Kontak pertama antara wanita simpanan dengan masing-masing pasangan menunjukkan adanya beberapa macam persepsi. Hal itu melibatkan alat indra, seperti melihat, mendengar, dan membaui seseorang. Tahap awal ini menentukan eseorang untuk memutuskan tetap melanjutkan ketahap berikutnya atau menghentikan langkahnya untuk melakukan komunikasi dengan lawan bicaranya. Apa yang terjadi dalam pola komunikasi awal antara wanita simpanan dan pasangannya dalam perkenalan-perkenalan awal menunjukkan pola yang lumrah terjadi dalam komunikasi interpersonal.
Intensitas Hubungan
Setelah proses pembukaan atau perkenalan, komunikasi antar pasangan antara wanita simpanan dan pasangannya semakin berkembang. Pasangan informan pelaku lah yang kemudian secara intens mengubungi dengan cara menelpon dan mengirimkan pesan singkat kepada informan pelaku. Dari sana, menurut informan pelaku, sesungguhnya tidak terbersit apapun dalam pikirannya bahwa lelaki yang sedang mendekatinya itu mempunyai maksud tertentu. Membuat kontak atau komunikasi serasa sering menjadi bagian dari cara pasangan masing-masing wanita simpanan untuk memulai membuat komunikasi lebih dekat. Dari tindakan itulah kedua pasangan yang menjadi informan pelaku dalam penelitian ini kemudian menjalin hubungan persimpanan yang relatif lama.

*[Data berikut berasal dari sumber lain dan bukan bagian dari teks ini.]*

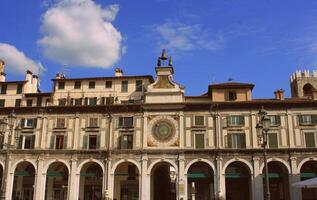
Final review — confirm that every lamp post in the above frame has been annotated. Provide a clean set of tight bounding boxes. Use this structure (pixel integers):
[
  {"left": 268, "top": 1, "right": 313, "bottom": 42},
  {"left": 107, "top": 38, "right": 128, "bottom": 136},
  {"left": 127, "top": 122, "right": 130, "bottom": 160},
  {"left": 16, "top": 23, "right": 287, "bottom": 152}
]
[
  {"left": 256, "top": 108, "right": 271, "bottom": 200},
  {"left": 0, "top": 111, "right": 16, "bottom": 200}
]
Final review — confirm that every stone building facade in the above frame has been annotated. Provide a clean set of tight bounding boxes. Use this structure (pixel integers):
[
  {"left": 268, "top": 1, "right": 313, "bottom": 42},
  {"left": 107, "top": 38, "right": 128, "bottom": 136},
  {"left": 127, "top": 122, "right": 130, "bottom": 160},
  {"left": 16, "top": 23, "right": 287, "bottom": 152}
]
[{"left": 0, "top": 53, "right": 317, "bottom": 200}]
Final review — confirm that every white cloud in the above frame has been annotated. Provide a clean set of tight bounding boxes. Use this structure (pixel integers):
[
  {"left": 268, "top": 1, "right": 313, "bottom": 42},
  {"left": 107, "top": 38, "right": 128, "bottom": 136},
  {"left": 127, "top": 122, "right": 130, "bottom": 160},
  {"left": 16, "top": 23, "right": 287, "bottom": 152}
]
[
  {"left": 38, "top": 0, "right": 122, "bottom": 68},
  {"left": 153, "top": 22, "right": 224, "bottom": 51},
  {"left": 0, "top": 43, "right": 44, "bottom": 74}
]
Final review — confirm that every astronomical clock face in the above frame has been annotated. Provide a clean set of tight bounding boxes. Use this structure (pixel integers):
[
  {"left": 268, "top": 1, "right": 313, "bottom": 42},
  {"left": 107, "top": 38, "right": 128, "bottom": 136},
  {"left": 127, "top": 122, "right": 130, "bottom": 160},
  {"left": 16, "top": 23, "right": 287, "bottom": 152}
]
[{"left": 148, "top": 116, "right": 178, "bottom": 146}]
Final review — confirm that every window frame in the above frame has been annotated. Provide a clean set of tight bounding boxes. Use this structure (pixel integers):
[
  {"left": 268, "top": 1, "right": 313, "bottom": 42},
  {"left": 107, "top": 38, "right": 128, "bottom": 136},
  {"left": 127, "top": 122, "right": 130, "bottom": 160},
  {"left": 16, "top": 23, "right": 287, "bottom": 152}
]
[{"left": 121, "top": 80, "right": 129, "bottom": 92}]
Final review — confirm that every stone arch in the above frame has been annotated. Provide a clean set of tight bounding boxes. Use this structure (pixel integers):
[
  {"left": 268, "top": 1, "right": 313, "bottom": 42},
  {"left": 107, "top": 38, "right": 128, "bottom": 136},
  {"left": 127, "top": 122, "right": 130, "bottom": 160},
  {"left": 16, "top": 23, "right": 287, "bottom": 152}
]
[
  {"left": 111, "top": 159, "right": 141, "bottom": 175},
  {"left": 10, "top": 159, "right": 37, "bottom": 173},
  {"left": 184, "top": 158, "right": 216, "bottom": 175},
  {"left": 296, "top": 158, "right": 317, "bottom": 174},
  {"left": 221, "top": 158, "right": 253, "bottom": 174},
  {"left": 303, "top": 83, "right": 315, "bottom": 97},
  {"left": 260, "top": 158, "right": 291, "bottom": 174},
  {"left": 76, "top": 159, "right": 105, "bottom": 174},
  {"left": 147, "top": 159, "right": 178, "bottom": 174},
  {"left": 43, "top": 159, "right": 71, "bottom": 175}
]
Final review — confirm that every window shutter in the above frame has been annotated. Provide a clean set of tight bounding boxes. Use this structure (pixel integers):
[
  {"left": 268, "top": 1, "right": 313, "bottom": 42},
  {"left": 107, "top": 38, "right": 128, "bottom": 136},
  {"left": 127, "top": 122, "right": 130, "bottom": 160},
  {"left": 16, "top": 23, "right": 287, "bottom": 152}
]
[
  {"left": 298, "top": 115, "right": 303, "bottom": 124},
  {"left": 311, "top": 115, "right": 317, "bottom": 124},
  {"left": 83, "top": 135, "right": 88, "bottom": 149},
  {"left": 31, "top": 135, "right": 35, "bottom": 149},
  {"left": 20, "top": 118, "right": 25, "bottom": 128},
  {"left": 33, "top": 118, "right": 37, "bottom": 128},
  {"left": 227, "top": 135, "right": 232, "bottom": 148},
  {"left": 63, "top": 135, "right": 67, "bottom": 149},
  {"left": 96, "top": 135, "right": 100, "bottom": 149},
  {"left": 18, "top": 135, "right": 23, "bottom": 149},
  {"left": 50, "top": 135, "right": 55, "bottom": 149},
  {"left": 275, "top": 115, "right": 281, "bottom": 125}
]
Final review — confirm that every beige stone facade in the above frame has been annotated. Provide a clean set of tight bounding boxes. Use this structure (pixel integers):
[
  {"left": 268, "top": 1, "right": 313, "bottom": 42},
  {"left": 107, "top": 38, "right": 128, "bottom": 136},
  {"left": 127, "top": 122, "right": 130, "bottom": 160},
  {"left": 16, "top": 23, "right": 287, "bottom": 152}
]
[{"left": 0, "top": 53, "right": 317, "bottom": 200}]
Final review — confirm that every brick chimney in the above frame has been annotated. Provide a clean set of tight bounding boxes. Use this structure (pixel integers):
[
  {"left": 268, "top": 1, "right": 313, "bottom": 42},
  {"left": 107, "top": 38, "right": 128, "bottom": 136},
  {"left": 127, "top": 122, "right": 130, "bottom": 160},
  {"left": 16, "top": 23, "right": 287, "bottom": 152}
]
[
  {"left": 114, "top": 68, "right": 123, "bottom": 77},
  {"left": 274, "top": 89, "right": 285, "bottom": 100}
]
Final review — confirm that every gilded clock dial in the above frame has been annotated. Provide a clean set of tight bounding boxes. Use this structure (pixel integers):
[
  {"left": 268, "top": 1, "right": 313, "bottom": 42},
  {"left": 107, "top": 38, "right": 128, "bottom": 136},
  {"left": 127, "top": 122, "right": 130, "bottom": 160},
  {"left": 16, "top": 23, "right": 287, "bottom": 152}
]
[{"left": 153, "top": 120, "right": 174, "bottom": 142}]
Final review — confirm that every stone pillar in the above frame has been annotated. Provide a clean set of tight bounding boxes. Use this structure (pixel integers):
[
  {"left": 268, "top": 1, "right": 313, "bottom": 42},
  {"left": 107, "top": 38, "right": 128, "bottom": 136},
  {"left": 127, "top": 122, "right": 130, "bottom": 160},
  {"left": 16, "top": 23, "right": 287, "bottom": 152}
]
[
  {"left": 178, "top": 155, "right": 187, "bottom": 200},
  {"left": 140, "top": 155, "right": 151, "bottom": 200},
  {"left": 215, "top": 157, "right": 226, "bottom": 199},
  {"left": 252, "top": 157, "right": 264, "bottom": 200},
  {"left": 288, "top": 157, "right": 302, "bottom": 200},
  {"left": 34, "top": 158, "right": 46, "bottom": 199},
  {"left": 67, "top": 158, "right": 79, "bottom": 200}
]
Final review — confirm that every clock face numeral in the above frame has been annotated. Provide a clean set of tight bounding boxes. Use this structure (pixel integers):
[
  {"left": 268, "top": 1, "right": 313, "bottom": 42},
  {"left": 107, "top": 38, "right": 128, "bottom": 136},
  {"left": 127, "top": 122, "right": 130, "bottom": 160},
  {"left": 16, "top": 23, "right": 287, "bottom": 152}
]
[{"left": 152, "top": 120, "right": 175, "bottom": 142}]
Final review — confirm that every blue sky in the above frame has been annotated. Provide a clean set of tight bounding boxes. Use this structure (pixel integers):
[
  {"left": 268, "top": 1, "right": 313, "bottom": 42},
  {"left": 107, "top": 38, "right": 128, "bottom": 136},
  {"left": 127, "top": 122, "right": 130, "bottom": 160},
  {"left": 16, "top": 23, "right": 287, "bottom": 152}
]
[{"left": 0, "top": 0, "right": 317, "bottom": 98}]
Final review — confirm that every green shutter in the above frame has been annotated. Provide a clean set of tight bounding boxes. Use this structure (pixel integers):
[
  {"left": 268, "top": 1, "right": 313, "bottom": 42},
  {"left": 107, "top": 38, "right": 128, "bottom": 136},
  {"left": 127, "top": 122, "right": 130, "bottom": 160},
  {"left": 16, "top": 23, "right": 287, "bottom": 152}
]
[
  {"left": 18, "top": 135, "right": 23, "bottom": 149},
  {"left": 268, "top": 133, "right": 278, "bottom": 148},
  {"left": 31, "top": 135, "right": 35, "bottom": 149},
  {"left": 33, "top": 118, "right": 37, "bottom": 128},
  {"left": 83, "top": 135, "right": 88, "bottom": 149},
  {"left": 20, "top": 118, "right": 25, "bottom": 128},
  {"left": 50, "top": 135, "right": 55, "bottom": 149},
  {"left": 63, "top": 135, "right": 67, "bottom": 149},
  {"left": 96, "top": 135, "right": 100, "bottom": 149},
  {"left": 305, "top": 132, "right": 316, "bottom": 147},
  {"left": 195, "top": 134, "right": 205, "bottom": 149}
]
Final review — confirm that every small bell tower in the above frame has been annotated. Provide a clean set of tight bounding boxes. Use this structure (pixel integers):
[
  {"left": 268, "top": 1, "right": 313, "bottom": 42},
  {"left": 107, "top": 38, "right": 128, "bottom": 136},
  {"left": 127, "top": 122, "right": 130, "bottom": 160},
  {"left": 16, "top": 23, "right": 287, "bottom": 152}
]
[{"left": 145, "top": 49, "right": 184, "bottom": 103}]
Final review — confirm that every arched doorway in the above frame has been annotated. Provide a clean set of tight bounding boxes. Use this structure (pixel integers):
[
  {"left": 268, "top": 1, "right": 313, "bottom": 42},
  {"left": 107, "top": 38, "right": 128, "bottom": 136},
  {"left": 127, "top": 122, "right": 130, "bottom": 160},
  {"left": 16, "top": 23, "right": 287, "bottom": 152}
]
[
  {"left": 79, "top": 162, "right": 103, "bottom": 200},
  {"left": 113, "top": 162, "right": 139, "bottom": 200},
  {"left": 300, "top": 160, "right": 317, "bottom": 200},
  {"left": 303, "top": 83, "right": 314, "bottom": 97},
  {"left": 151, "top": 162, "right": 177, "bottom": 200},
  {"left": 45, "top": 162, "right": 69, "bottom": 200},
  {"left": 12, "top": 161, "right": 35, "bottom": 200},
  {"left": 225, "top": 161, "right": 251, "bottom": 200},
  {"left": 262, "top": 161, "right": 289, "bottom": 200},
  {"left": 187, "top": 162, "right": 215, "bottom": 200}
]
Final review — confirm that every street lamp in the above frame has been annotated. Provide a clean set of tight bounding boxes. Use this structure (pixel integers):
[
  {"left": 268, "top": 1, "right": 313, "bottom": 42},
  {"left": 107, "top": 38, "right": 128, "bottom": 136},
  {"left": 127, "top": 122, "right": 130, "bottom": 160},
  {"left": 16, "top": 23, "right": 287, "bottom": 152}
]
[
  {"left": 255, "top": 108, "right": 271, "bottom": 200},
  {"left": 0, "top": 111, "right": 16, "bottom": 200}
]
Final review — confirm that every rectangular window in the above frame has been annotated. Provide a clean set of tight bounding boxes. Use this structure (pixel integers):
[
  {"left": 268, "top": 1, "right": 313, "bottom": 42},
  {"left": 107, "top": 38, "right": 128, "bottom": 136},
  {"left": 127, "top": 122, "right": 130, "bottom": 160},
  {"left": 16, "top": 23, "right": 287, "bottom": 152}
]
[
  {"left": 106, "top": 97, "right": 114, "bottom": 104},
  {"left": 227, "top": 116, "right": 244, "bottom": 126},
  {"left": 120, "top": 134, "right": 133, "bottom": 149},
  {"left": 36, "top": 97, "right": 42, "bottom": 107},
  {"left": 121, "top": 81, "right": 128, "bottom": 92},
  {"left": 58, "top": 81, "right": 65, "bottom": 90},
  {"left": 106, "top": 81, "right": 112, "bottom": 88},
  {"left": 74, "top": 81, "right": 81, "bottom": 89},
  {"left": 227, "top": 133, "right": 246, "bottom": 149},
  {"left": 88, "top": 117, "right": 98, "bottom": 127},
  {"left": 58, "top": 98, "right": 67, "bottom": 106},
  {"left": 15, "top": 99, "right": 22, "bottom": 107},
  {"left": 135, "top": 80, "right": 143, "bottom": 92},
  {"left": 228, "top": 91, "right": 237, "bottom": 101},
  {"left": 19, "top": 135, "right": 35, "bottom": 149},
  {"left": 304, "top": 132, "right": 316, "bottom": 147},
  {"left": 268, "top": 133, "right": 278, "bottom": 148},
  {"left": 119, "top": 117, "right": 133, "bottom": 128},
  {"left": 55, "top": 118, "right": 66, "bottom": 128},
  {"left": 298, "top": 115, "right": 317, "bottom": 125},
  {"left": 89, "top": 97, "right": 97, "bottom": 106},
  {"left": 269, "top": 115, "right": 281, "bottom": 126},
  {"left": 195, "top": 133, "right": 205, "bottom": 149},
  {"left": 26, "top": 99, "right": 33, "bottom": 107},
  {"left": 74, "top": 98, "right": 82, "bottom": 106},
  {"left": 89, "top": 81, "right": 96, "bottom": 89},
  {"left": 17, "top": 84, "right": 23, "bottom": 94},
  {"left": 55, "top": 135, "right": 65, "bottom": 149},
  {"left": 194, "top": 115, "right": 205, "bottom": 126},
  {"left": 1, "top": 85, "right": 7, "bottom": 94},
  {"left": 0, "top": 99, "right": 5, "bottom": 108},
  {"left": 21, "top": 118, "right": 37, "bottom": 128}
]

Terbentuknya Hubungan intimasi
Orang dewasa muda menunjukkan gaya interaksi intim yang berbeda-beda. Dalam gaya intim yang semu (pseudointimate
style), seorang individu memelihara attachment seksual dalam waktu yang lama dengan kadar kedekatan yang sedikit atau tidak dalam. Pada gaya yang menyendiri (isolated style), individu menarik diri dari perjumpaan sosial dan memiliki attachment yang sedikit atau tidak sama sekali dengan individu yang berjenis kelamin sama atau berlawanan. Hubungan interpersonal tidak bersifat statis tetapi selalu berubah. Untuk memelihara dan memperteguh hubungan interpersonal diperlukan tindakan-tindakan tertentu untuk mengembalikan keseimbangan. Ada empat faktor penting untuk memelihara keseimbangan, yaitu keakraban, kontrol, respon yang tepat dan nada emosional yang tepat.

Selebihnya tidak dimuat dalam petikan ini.